Erstellt am 08. September 2015, 15:55

"Bedarf keiner Erklärung". Karim El-Gawhary und Mathilde Schwabeneder verfassten das neue Buch mit Flüchtlings-Reportagen. Der ORF-Korrespondent sprach mit der BVZ über seine Erfahrungen.

Buchautor: ORF-Korrespondent Karim El-Gawhary.  |  NOEN, Manfred Weis
Am Dienstag, dem 15. September, präsentiert Karim El-Gawhary sein neues Buch „Auf der Flucht“ im Saal der Stadtbibliothek Oberpullendorf. Für die BVZ hat sich der Autor schon vorab zum aktuellen Flüchtlings-Thema Zeit genommen.

BVZ: Sie sind als Korrespondent in den Krisenherden des Ostens laufend mit Schicksalen konfrontiert. Wie prägend ist dieses menschliche Leid für Sie?
Karim El-Gawhary:
Mein Kopf ist voll mit so vielen Flüchtlingen, die ich in den letzten Jahren getroffen habe und deren Geschichten auch der Inhalt dieses Buches sind. Amscha, die Jesidin, die ich in der Nähe des kurdischen Dohuk getroffen habe, wohin sie sich vor ihren IS-Peinigern geflüchtet hat, die sie zuvor wie Vieh verkauften. Oder der 13-jährige Ibrahim, dessen Mutter es mit ihm und 140 anderen Flüchtlingen auf einem Kahn nach Italien schaffen wollte, als die ägyptische Küstenwache das Boot ausbrachte und Ibrahims Mutter direkt neben ihm erschoss. Oder der junge Essam, den ich getroffen habe, mit mehreren Schusswunden aus dem Krieg in Syrien und einigen Kugeln im Körper, der mir eine seiner Nieren zum Verkauf anbot, um endlich medizinisch versorgt zu werden.

Kenn man sich dem Thema Flucht gar nicht entziehen?
In der arabischen Welt unmöglich. Als Korrespondent habe ich gleich dreifach mit Flucht zu tun. Da sind Länder wie Syrien und der Irak, deren unsagbar brutalen Konflikten die Menschen zu entfliehen suchen. Es sind aber auch arabische Länder, in die die meisten fliehen. Über 90 Prozent der syrischen Flüchtlinge leben heute in den Nachbarländern, also auch im Libanon und Jordanien, mit Flüchtlingszahlen im Verhältnis zu Bevölkerung, die man sich in Europa nicht einmal annähernd vorstellen kann. Und es sind die Mittelmeerküsten der arabischen Welt, die dem Rest als Ausgangspunkt für ihren Traum nach einem sichereren und besseren Leben dient.

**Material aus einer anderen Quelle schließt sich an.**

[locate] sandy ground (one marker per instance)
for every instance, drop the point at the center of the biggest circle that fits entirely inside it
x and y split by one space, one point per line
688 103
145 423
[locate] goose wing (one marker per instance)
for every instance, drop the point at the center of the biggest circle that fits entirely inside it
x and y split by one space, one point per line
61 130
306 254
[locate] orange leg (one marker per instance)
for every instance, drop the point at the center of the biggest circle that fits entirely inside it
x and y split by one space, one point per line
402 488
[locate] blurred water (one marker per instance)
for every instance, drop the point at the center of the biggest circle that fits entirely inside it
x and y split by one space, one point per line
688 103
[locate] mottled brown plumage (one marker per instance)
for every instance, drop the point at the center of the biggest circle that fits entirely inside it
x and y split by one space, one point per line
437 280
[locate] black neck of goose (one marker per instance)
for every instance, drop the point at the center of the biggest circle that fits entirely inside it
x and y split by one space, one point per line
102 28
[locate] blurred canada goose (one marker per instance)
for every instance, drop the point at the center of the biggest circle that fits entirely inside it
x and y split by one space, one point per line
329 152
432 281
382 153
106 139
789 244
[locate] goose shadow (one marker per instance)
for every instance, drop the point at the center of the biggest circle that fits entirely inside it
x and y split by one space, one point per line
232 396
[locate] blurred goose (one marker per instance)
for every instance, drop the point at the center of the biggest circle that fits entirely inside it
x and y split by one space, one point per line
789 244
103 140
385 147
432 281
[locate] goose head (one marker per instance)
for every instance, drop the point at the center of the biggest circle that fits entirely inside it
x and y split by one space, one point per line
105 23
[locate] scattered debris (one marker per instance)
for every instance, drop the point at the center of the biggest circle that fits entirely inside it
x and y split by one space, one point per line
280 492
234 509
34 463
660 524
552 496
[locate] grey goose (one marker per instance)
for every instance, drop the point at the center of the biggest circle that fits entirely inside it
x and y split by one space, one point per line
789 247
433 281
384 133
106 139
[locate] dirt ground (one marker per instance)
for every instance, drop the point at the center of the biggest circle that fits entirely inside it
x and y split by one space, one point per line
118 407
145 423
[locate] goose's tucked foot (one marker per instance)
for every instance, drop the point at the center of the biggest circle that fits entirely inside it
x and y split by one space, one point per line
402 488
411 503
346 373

Wie weit muss es aus Ihrer Sicht kommen, dass Menschen fliehen?
Zu Beginn des Buches wird eine Kinderzeichnung gezeigt. Am lila gekritzelten bedrohlichen Himmel ist ein Flugzeug zu erkennen. Deutlicher sind die Bomben zu sehen, die es abwirft. Unten werden schwarze Figuren in Stücke gerissen. Am meisten sticht das Rot ins Auge, der Schwall von Blut, den das Kind mit Wachsmalkreide zwischen abgerissene Gliedmaßen, Köpfe und um jede einzelne Figur gezeichnet hat. Das Bild stammt von dem achtjährigen syrischen Flüchtlingskind Abdallah im Libanon und wurde mir in einem Kindergarten gezeigt, der ein paar der Kleinen aufgenommen hat. Viele der syrischen Kinder liefern solche Werke des Grauens ab. Ein Grauen, das sie sich nicht in ihren kleinen Köpfen ausgedacht haben können, sondern das sie zu Papier bringen, weil sie es selbst erlebt haben. Die Zeichnung sagt mehr aus, als tausend Berichte aus dem Syrien-Krieg, die kaum mehr einer liest. Wovor Abdallah mit seiner Familie geflohen ist, bedarf keiner weiteren Erklärung mehr.